According to officers, no arrests have been made yet and the search for the killer continues.
According to local outlet Expressen, Gaboro had been convicted of minor drug offences and had links to a gang.
The rapper’s death comes just a few months after award-winning Swedish masked rapper C.Gambino was shot dead in a car park ambush.
The 26-year-old, whose real name was Karar Ramadan, was one of Sweden’s biggest rap stars and had been named rapper of the year a month before his death.
The artist had parked his car at a garage in Gothenburg on June 4, where one or more attackers were lying in wait, according to police.
He was shot and hit by multiple bullets, investigators said, with pictures from the scene showing a spray of bullet holes in a glass door.
Police said the killing was ‘linked to a gang conflict’ and that C.Gambino was ‘known to police’.
Sweden had the EU’s highest rate of deadly gun violence per capita last year.
With two weeks left of this year, 40 people have been shot dead in Sweden – a chilling number for a European country of only 10 million people.

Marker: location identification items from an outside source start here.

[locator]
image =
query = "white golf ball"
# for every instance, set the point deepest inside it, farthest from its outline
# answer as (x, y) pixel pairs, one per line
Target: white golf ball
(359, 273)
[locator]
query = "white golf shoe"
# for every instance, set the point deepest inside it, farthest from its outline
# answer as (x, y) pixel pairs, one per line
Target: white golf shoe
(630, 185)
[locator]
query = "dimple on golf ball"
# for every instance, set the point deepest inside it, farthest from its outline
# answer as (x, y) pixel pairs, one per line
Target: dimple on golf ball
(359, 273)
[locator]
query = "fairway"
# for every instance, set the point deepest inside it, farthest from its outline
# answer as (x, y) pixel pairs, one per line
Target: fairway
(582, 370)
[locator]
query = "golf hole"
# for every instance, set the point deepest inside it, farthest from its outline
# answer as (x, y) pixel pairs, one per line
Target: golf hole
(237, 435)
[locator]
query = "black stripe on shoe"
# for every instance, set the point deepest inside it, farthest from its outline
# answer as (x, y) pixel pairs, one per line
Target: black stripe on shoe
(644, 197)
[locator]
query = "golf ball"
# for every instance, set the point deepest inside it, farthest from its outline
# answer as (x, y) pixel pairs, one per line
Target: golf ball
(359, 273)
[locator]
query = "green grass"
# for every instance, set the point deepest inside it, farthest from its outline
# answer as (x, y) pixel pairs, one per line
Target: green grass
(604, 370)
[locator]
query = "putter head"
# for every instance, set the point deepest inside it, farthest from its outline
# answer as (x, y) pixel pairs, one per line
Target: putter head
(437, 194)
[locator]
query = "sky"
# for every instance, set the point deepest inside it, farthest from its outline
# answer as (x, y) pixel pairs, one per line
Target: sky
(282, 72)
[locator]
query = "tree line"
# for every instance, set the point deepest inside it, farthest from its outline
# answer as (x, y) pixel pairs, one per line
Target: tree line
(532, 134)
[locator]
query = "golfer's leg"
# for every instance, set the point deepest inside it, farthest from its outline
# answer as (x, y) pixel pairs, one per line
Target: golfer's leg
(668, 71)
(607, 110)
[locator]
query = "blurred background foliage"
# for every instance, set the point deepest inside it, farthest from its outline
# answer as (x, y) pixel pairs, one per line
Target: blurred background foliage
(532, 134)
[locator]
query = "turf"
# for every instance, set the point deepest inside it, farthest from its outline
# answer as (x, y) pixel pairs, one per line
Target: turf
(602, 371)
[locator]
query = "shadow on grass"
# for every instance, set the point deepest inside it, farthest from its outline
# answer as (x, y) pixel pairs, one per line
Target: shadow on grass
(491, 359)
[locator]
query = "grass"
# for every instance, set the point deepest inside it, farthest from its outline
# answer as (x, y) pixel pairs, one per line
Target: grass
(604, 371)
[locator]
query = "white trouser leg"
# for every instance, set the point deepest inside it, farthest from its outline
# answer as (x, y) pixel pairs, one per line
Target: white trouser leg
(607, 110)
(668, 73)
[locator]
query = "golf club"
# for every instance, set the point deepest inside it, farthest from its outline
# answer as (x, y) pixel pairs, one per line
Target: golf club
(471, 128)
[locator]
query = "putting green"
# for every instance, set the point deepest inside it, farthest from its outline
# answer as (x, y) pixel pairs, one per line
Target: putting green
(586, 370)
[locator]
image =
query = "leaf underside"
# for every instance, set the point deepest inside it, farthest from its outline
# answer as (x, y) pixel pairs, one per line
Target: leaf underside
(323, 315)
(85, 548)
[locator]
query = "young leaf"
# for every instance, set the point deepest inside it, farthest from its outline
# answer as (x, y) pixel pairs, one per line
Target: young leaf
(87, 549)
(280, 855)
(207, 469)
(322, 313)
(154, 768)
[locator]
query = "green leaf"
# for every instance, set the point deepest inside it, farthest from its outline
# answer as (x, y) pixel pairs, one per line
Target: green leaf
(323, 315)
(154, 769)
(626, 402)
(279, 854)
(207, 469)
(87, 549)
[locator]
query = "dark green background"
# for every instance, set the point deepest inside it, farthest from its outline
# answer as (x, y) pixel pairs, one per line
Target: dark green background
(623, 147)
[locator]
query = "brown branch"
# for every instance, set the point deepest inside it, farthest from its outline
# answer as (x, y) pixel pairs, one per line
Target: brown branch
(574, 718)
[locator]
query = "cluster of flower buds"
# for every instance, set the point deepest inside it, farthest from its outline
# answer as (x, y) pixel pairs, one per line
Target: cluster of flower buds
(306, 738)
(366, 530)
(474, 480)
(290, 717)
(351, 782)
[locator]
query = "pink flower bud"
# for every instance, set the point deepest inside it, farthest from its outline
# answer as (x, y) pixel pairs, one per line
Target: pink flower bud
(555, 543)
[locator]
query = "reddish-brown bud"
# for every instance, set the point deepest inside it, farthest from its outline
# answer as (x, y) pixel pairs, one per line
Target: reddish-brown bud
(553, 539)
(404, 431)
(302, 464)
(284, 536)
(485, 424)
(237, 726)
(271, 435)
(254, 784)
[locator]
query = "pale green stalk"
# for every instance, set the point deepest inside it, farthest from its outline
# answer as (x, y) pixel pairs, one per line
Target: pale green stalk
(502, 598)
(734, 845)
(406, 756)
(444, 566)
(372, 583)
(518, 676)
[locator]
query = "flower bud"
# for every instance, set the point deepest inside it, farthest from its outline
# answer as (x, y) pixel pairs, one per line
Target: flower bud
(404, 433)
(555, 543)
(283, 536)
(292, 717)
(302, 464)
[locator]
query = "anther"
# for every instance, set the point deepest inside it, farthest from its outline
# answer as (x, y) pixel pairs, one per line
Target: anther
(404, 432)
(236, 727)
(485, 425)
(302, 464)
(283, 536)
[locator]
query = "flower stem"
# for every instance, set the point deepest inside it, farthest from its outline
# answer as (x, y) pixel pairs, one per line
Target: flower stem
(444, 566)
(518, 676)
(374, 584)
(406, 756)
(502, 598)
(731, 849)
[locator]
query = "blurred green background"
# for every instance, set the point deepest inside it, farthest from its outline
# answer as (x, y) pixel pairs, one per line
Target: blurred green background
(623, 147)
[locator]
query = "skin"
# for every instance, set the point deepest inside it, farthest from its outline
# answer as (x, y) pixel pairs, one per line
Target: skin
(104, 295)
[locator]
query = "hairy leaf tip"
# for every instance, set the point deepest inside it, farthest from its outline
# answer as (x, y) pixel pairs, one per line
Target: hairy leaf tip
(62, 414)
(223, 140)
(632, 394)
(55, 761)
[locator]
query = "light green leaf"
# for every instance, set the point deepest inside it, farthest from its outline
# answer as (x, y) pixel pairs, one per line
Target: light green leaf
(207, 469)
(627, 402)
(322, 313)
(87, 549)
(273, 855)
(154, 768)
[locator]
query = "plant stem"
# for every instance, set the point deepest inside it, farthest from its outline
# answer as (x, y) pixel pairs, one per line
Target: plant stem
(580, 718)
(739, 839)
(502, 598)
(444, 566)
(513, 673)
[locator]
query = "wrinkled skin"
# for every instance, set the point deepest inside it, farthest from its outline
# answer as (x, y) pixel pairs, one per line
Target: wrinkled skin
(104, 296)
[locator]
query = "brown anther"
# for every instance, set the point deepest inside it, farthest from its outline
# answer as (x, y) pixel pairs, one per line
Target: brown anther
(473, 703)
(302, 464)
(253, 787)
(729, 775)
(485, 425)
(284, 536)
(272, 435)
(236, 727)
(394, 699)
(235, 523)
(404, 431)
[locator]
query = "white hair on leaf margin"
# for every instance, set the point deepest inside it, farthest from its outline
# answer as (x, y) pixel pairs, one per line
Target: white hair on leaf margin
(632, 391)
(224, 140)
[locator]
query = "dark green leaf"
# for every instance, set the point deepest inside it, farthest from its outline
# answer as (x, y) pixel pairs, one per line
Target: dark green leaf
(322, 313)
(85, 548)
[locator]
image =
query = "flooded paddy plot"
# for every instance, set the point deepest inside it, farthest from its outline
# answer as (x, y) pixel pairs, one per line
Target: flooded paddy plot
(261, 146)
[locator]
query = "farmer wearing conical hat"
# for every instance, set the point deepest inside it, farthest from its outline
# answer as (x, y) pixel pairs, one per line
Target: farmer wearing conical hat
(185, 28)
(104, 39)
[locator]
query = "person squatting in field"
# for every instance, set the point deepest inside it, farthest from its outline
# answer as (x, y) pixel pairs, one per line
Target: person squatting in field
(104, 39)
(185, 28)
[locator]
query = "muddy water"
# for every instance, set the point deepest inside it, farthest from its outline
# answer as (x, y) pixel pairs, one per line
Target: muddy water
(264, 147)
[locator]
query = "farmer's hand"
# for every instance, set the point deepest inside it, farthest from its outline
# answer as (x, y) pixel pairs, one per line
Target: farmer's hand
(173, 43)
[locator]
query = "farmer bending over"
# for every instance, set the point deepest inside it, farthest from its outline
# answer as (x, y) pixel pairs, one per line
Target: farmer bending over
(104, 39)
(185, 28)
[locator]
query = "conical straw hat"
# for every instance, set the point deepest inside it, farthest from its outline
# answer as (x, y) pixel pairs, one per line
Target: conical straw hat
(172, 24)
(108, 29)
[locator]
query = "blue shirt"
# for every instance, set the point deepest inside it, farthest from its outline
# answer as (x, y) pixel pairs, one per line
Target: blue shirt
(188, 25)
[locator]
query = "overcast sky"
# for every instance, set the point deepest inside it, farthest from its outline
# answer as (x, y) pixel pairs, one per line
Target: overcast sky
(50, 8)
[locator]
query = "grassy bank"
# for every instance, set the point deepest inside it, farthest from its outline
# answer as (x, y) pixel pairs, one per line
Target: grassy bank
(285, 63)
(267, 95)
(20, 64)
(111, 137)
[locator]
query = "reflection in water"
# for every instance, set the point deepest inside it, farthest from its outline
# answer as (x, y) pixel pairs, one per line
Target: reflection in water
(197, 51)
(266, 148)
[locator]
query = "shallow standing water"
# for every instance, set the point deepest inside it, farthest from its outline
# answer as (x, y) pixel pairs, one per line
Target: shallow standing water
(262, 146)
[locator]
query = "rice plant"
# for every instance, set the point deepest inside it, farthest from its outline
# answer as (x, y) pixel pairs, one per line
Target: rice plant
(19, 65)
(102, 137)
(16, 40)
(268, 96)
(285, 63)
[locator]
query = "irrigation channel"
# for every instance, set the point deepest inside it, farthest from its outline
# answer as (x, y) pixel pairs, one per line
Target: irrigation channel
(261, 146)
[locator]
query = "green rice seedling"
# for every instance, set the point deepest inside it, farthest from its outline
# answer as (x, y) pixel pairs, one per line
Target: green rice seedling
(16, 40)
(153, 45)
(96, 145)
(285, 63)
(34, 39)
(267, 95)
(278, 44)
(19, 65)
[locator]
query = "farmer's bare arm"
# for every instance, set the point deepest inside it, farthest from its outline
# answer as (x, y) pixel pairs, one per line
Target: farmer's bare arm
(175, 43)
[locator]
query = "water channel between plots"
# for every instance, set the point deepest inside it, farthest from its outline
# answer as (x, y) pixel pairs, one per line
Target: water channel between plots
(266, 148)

That still represents a 35% decrease compared to 2022, the most lethal year of the gang wars, when 63 people were shot dead.
Meanwhile, shootings have decreased by a third to 262 in 2024 from 390 in 2022, police data showed.
There were tentative signs of improvement in 2023, but the sustained decline is giving police confidence they may finally be turning the corner.
Police say gangs have begun using social media platforms as ‘digital marketplaces’ to openly recruit children, some as young as 11, to commit murders and bombings across the Nordic region.
Inexperienced teenagers, seen as expendable by the gangs, are easier for police to catch than those ordering the shootings.
Still, 72% of deadly shootings were solved in 2023, compared to just 29% in 2022, helped in part by surging camera surveillance.
Police aim to employ 2,500 cameras and drones this year, a five-fold increase from five years ago.